The commercial areas of Segama, Sinsuran and Bandaran, occupy the other end of the city. The buildings here, comprising mainly four- and five-storey shophouses and offices, are visibly more contemporary. Retail shops, entertainment outlets, day markets and department stores adorn the area, as do a handful of budget lodgings and major hotels like the inexpensive DeLeeton, sea-facing Promenade Hotel and the upscale Hyatt Regency Kinabalu. Further up are the newly established business hubs of Asia City, Karamunsing and Sadong Jaya, where many of the capital's bigger corporate and office buildings, hotels and other newer infrastructures are located.

Across the sea, less than 20 minutes away by boat from the city's main jetty behind the Filipino Market, is the beautiful island cluster of Tunku Abdul Rahman Park. Blessed with beautiful beaches and magnificent underwater corals, this marine park is a popular picnic spot and playground for a wide range of water sports. If, however, a boat ride would make you sick, then head for the Tanjung Aru beach resort, a convenient retreat just a short drive away that's popular with the natives and tourists. Its mile-long beach, lined with casuarinas, is a hit not just with day-trippers and picnickers, but also water sport enthusiasts and avid golfers who patronize the nearby Yacht Club and Kinabalu Golf Club. Discerning diners, on the other hand, throng the place in the evenings to relish the delight of al-fresco dining under the stars.

Kota Kinabalu's outlying suburban areas are as varied and scattered as the population, and offer plenty more things to see and do. These can easily be reached by bus, car or, for more convenience, via organised tours.

Likas & Inanam

Apart from being dense residential districts, Likas and Inanam also serve as major industrial areas for the KK precinct.
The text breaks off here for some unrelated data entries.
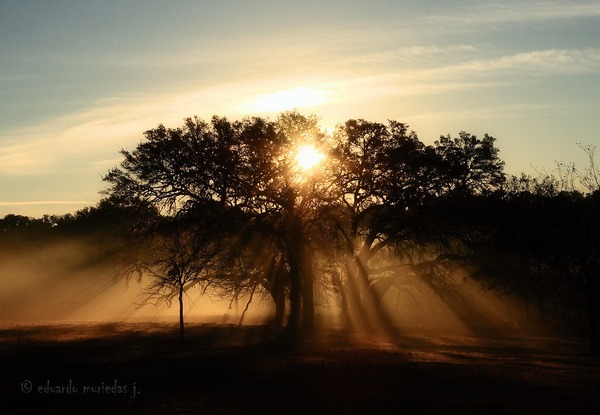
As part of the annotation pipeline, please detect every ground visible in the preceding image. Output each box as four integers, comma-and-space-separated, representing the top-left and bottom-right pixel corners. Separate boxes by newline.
0, 323, 600, 414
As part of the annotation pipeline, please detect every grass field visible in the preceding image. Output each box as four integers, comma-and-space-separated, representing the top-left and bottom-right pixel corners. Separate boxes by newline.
0, 323, 600, 414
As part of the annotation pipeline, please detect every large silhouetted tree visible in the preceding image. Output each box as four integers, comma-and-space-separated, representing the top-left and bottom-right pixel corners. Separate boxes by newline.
105, 113, 336, 334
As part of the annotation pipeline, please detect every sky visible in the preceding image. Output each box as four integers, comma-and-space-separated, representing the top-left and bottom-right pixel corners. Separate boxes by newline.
0, 0, 600, 217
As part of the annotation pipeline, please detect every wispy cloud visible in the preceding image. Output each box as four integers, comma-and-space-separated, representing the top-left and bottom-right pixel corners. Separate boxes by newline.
0, 200, 92, 206
428, 0, 600, 25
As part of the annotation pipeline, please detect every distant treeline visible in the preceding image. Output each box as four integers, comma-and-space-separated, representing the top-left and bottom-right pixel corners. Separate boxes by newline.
0, 112, 600, 353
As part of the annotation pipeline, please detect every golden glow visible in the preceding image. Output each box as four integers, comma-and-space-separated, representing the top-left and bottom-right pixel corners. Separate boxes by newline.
296, 145, 325, 171
251, 87, 327, 112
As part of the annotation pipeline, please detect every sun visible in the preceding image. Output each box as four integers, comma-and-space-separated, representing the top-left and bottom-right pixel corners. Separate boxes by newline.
296, 144, 325, 172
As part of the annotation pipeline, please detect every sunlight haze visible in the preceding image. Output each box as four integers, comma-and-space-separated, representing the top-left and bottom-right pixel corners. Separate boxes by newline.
0, 0, 600, 217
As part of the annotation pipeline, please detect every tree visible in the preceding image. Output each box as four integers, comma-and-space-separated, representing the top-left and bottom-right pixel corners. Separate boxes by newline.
105, 112, 332, 329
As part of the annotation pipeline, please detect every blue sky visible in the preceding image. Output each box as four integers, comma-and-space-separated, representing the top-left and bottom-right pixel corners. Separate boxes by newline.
0, 0, 600, 217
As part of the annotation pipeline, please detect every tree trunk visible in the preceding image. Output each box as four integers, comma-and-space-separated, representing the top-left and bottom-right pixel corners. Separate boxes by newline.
288, 252, 302, 331
178, 285, 185, 343
585, 290, 600, 356
302, 247, 315, 332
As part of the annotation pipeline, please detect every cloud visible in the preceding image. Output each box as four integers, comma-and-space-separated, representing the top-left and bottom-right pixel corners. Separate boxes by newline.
0, 200, 92, 206
428, 1, 600, 25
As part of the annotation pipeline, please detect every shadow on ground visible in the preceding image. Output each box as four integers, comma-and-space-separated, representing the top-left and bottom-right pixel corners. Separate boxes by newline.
0, 323, 600, 414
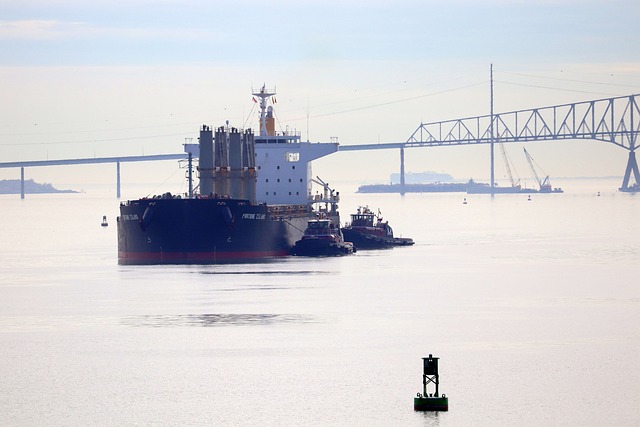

Amidst shops, offices and factories, several tourists attractions make these districts a must-visit for the traveller, such as the Kota Kinabalu Bird Sanctuary, the Sabah Foundation Building, Likas Floating Mosque and the scenic Likas Bay, where the annual Dragon Boat Race takes place.


Largely a residential suburb, Penampang is less than 10 minutes away from the city, and is predominantly populated by the Kadazans, the largest of the 32 ethnic groups. Closer to the city, the houses are the typical terrace and semi-detached concretes seen in many modern suburbs. Drive further towards the Monsopiad Cultural Village, however, and you will come across various villages, where folks still live in wooden houses built on stilts.

Look out for the Hongkod Koisaan along the Penampang Road. This is where the Kadazandusun Cultural Association holds its yearly Kaamatan celebration in May. It's a day of merry-making and features enthralling displays of cultural performances.


Closer to Likas is Tuaran, a growing district that now boasts two comprehensive luxury resorts?Shangri-La Rasa Ria and Nexus Karambunai, each with a private beach and golf course. The Club Sabah, a recreational retreat, is also found here, providing visitors a wide array of water and indoor sports facilities. Meanwhile, the nearby Mengkabong Water Village offers a pleasant glimpse of the local fishermen's lifestyle.